I hereby challenge myself to find positive, exciting opportunities for growth! Evolution. I would like for human evolution to be progressive rather than reactionary. I don't want to be cutting out the things I love; to sacrifice joy and abundance out of fear. We have more than enough resources to live very well without decimating our planet and each other. I would like for those I love to feel safe in this societal progress, and for all of us to evolve, finding wonderful new ways to thrive, together. I want to run out into the sunshine of our new and fabulous future.

Saturday, December 1, 2018

The Evolution of our Advent Calendar

My brother and I received this hand-made Advent calendar as a gift from my Tante Joelle when we were very young. It was filled with tiny gifts and treats, if I remember correctly, each individually wrapped. My mother continued filling it for us every year, and as we got older the gifts leaned progressively more towards candy and eventually to fabulous chocolate delights. One year she included Kirsch-filled chocolate sticks from the wonderful Swiss P in Kamloops, and since the calendar hung rather close to the wood stove, they melted, soaking the paper of my Mum's delicate wrapping work with crystallized Kirsch. We ate them with glee, anyway.

When I became a mother, I delightedly retrieved the advent calendar from my parents' home, and began filling it for my own kids. In an effort to be less wasteful with wrapping paper, I made brightly-coloured bags to hold the tiny gifts, which we have reused every year since. My kids received various little toy collections through this calendar, and as they grew older we followed the trend of giving activities. The challenge, I have found with these, is to come up with quick but rewarding activities that can easily happen within twenty minutes on a week night. And often we don't even have twenty minutes, so there is also an assortment of chocolate treats (and we don't hang the calendar too close to the wood stove, anymore!)

Sometimes I fall prey to my consumerist urges and put little toys or knickknacks in the calendar. One of my favourites was an assortment of Lego people that looked just like our family! But the kids have been recently reminding me that little useless toys are really not their favourite calendar gifts. That Lego family was cute for a couple of days but now it's just plastic in their drawers. My kids tell me that their favourite calendar gift last year was the family painting night, where we spent a couple of hours making teeny tiny acrylic paintings, and then trading them back and forth to change, decorate, and subvert.

But times, they are most definitely a-changing, and as noted in my previous post about living well in an eminently post-consumerist world, we felt it was time for changes with the advent calendar.

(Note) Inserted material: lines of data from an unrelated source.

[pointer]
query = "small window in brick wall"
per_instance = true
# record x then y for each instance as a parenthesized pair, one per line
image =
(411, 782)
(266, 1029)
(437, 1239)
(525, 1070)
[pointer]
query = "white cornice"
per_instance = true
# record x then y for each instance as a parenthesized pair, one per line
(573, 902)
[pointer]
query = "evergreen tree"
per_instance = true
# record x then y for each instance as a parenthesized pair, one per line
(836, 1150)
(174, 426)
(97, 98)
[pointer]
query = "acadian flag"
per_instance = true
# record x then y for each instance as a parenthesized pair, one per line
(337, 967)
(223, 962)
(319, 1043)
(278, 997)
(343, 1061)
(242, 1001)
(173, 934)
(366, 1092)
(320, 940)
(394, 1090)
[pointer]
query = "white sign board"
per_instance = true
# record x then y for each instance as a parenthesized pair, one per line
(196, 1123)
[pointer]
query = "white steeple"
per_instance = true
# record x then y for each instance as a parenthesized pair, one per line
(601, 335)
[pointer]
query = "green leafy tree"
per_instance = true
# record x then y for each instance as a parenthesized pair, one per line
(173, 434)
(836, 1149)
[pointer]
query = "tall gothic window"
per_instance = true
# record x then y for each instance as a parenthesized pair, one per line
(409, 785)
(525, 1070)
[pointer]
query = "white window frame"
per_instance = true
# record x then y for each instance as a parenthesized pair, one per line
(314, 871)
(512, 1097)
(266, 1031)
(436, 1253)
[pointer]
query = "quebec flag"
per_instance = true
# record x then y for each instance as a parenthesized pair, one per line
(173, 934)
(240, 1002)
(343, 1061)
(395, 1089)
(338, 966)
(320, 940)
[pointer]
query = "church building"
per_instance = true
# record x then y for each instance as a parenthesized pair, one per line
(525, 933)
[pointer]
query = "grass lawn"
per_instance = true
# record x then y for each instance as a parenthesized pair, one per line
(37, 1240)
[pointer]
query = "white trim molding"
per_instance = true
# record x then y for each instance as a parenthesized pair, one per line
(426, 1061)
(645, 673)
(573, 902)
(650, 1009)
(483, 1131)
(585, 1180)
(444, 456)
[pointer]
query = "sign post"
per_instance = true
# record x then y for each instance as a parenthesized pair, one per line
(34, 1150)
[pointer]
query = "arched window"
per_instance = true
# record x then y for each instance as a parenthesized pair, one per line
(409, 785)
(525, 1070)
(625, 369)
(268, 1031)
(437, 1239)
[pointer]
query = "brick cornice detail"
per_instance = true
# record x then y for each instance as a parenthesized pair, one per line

In addition to a smattering of home-made chocolates and family activities, we have made donations in their names to organizations we think they support. In preparing this, we had to consider carefully which organizations they seem to have shown support for in the past, and how we could present this in an authentic way. So in the end we made four donations - one for every Saturday in the calendar - and a few philanthropic activities for some of the family activity days. Really I feel that in-person giving should just be done in person and from the heart, so none of these activities are personal. They include choosing food from our shelves to bring the food bank, and donating to a local Women's Shelter.

I was a little worried and very curious to see what my kids thought about this change. Thankfully after opening their first donation-note, today, they both declared their approval. Keep in mind they're 14 and 16, so definitely old enough to grasp the concept that they have traded a treat on the advent calendar for their parents' contribution to a cause they care about. I'm not sure they would have appreciated this at a much younger age. Although my eldest tells me he would still rather just make donations, himself, so that is something to consider for next year.

So with a little uncertainty we move into both a more mature phase of parenting and a different way of giving during the holidays. I really don't feel we're making enough progress, yet, but it's something: A way to keep a long-standing family tradition alive while trying to be sensitive to our changing world.